Coming out into a clearing, I was struck immediately by the strange spectacle of a monkey puzzle tree growing on the edge of what had once been the lawn. I had seen old black-and-white photographs of this tree from the 1920s, but nothing could have prepared me for its utter South American foreignness on this wild, coastal Scottish property.

“Probably planted by Major Allan Macdonald in the early 1800s,” Mum said. “The major took a great interest in horticulture and farming. He had a prize herd of Highland cattle and he also loved cairn terriers. He actually started the breed, or whatever you say when you invent a dog. He bred them to kill all the wild otters around the estate that were messing up his fishing.”

Aside from the killing of otters (Mum had wept for a week after reading Gavin Maxwell’s autobiography,
Ring of Bright Water
), it was clear that Major Allan Macdonald had Mum’s firm stamp of approval. Being a loyal one million percent Scottish Highland Macdonald of Clanranald, Mum won’t say a word against cairn terriers even though she bears a scar on her lip where one named Robert savaged her when she was a young woman. “Well, it was my fault,” she said. “I surprised him and cairn terriers don’t like surprises.”
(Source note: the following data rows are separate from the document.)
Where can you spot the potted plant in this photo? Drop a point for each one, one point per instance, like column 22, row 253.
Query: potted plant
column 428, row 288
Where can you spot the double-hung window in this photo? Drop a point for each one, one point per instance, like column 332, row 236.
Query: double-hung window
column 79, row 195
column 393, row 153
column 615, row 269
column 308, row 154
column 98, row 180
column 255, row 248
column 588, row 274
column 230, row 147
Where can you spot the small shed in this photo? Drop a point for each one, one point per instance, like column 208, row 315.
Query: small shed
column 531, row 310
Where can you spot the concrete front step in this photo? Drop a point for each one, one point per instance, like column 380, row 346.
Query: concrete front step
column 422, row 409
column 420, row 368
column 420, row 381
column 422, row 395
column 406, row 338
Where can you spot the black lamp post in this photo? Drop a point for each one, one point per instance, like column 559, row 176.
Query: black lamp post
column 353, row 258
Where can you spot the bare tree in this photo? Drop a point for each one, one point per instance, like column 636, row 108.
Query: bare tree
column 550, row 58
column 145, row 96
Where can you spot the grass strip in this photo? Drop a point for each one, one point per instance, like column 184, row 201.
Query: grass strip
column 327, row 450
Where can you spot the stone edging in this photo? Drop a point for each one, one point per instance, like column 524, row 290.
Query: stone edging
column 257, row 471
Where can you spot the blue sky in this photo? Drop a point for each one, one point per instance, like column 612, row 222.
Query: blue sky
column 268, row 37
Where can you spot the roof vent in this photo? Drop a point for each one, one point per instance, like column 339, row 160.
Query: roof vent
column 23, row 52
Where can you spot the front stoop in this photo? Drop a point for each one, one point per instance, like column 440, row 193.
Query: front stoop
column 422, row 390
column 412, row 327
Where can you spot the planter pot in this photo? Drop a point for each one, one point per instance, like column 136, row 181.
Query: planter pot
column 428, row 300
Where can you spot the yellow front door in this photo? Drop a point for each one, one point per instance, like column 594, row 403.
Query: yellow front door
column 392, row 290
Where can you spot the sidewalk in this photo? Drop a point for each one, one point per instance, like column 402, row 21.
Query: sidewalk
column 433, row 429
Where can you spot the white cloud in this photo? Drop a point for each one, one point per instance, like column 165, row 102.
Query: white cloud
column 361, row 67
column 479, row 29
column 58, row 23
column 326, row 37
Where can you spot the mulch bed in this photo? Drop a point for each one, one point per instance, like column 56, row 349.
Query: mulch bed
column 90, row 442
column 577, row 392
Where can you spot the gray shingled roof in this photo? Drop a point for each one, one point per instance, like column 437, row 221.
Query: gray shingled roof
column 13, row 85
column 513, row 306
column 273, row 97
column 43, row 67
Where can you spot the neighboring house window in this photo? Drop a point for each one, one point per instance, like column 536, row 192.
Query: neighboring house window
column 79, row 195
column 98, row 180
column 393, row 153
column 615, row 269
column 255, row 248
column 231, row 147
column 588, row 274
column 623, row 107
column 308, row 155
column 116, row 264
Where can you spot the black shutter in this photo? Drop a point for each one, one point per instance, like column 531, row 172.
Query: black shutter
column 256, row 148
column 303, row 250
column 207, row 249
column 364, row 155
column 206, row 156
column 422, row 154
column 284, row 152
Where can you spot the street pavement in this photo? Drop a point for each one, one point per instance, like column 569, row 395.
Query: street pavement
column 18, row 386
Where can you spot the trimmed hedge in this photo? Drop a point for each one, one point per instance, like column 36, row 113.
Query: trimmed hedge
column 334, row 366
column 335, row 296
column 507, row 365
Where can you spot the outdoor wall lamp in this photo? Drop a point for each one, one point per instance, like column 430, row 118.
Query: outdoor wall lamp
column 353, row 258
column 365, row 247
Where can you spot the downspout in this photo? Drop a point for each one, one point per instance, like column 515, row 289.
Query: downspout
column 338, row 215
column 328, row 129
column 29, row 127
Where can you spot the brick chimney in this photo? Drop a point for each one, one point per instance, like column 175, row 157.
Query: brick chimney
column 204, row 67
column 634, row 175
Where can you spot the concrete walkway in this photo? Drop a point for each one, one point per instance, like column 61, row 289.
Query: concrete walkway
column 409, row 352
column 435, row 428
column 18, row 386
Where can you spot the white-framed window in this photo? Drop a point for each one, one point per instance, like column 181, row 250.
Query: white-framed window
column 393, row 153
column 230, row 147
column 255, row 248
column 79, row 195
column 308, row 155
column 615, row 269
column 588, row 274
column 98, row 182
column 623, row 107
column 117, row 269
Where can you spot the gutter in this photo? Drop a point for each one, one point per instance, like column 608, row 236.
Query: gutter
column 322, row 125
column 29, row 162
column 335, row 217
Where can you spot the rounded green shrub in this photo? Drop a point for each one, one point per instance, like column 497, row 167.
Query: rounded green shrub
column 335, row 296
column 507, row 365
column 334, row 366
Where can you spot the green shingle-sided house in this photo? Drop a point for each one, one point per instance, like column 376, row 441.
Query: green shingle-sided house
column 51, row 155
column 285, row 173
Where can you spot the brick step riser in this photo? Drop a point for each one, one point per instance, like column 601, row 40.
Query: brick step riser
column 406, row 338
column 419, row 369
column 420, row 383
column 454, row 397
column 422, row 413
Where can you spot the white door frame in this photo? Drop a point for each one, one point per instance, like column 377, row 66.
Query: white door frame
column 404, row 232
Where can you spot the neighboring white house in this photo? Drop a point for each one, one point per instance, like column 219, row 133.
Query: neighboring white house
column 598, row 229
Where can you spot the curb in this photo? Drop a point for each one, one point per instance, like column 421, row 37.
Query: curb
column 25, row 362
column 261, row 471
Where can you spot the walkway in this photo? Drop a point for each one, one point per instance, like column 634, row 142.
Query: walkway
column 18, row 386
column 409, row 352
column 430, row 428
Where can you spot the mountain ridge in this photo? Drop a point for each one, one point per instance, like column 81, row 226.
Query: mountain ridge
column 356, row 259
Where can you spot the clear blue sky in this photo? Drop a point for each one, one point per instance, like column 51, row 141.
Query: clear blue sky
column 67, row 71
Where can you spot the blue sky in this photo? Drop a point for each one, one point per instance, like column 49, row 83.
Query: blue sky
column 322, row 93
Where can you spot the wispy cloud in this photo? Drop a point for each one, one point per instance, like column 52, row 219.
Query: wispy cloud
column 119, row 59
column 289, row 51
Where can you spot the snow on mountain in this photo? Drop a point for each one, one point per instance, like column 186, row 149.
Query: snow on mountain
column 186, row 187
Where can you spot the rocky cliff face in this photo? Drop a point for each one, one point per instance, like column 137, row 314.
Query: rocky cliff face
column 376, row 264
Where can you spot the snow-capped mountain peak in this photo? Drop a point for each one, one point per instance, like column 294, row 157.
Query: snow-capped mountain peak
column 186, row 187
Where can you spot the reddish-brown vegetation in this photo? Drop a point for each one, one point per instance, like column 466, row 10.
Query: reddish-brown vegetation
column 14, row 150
Major Allan’s son, Captain Allan—known to the family as Muncle—was also fond of dogs and cattle. He sailed one of the last convict ships to Tasmania in the late 1840s. He took several cairn terriers with him on the journey, and family lore has it that he brought back two Tasmanian Palawa Aborigines in their place. Supposedly, the Aborigines lived, until their deaths, on Waternish Estate along with a pet deer that Muncle (an avid hunter) had blinded, but not killed, and a pack of yappy terriers.

I am haunted by those two alleged Palawa. God only knows what awful memories they stored inside their souls from their native land, but their ability to tell of their ordeals was locked in their tongues on this strange, Gaelic-speaking island. “By the 1820s horrible things were happening in Tasmania,” Jan Morris writes in
Heaven’s Command: An Imperial Progress
. “Sometimes the black people were hunted for fun . . . sometimes they were raped in passing, or abducted as mistresses or as slaves. The sealers of Bass Islands established a slave society of their own with harems of women, employing the well-tried discipline of slavery—clubbing, stringing up from trees, or flogging with kangaroo-gut whips. In one foray seventy aborigines were killed, the men shot, the women and children dragged from crevices in the rocks to have their brains dashed out.”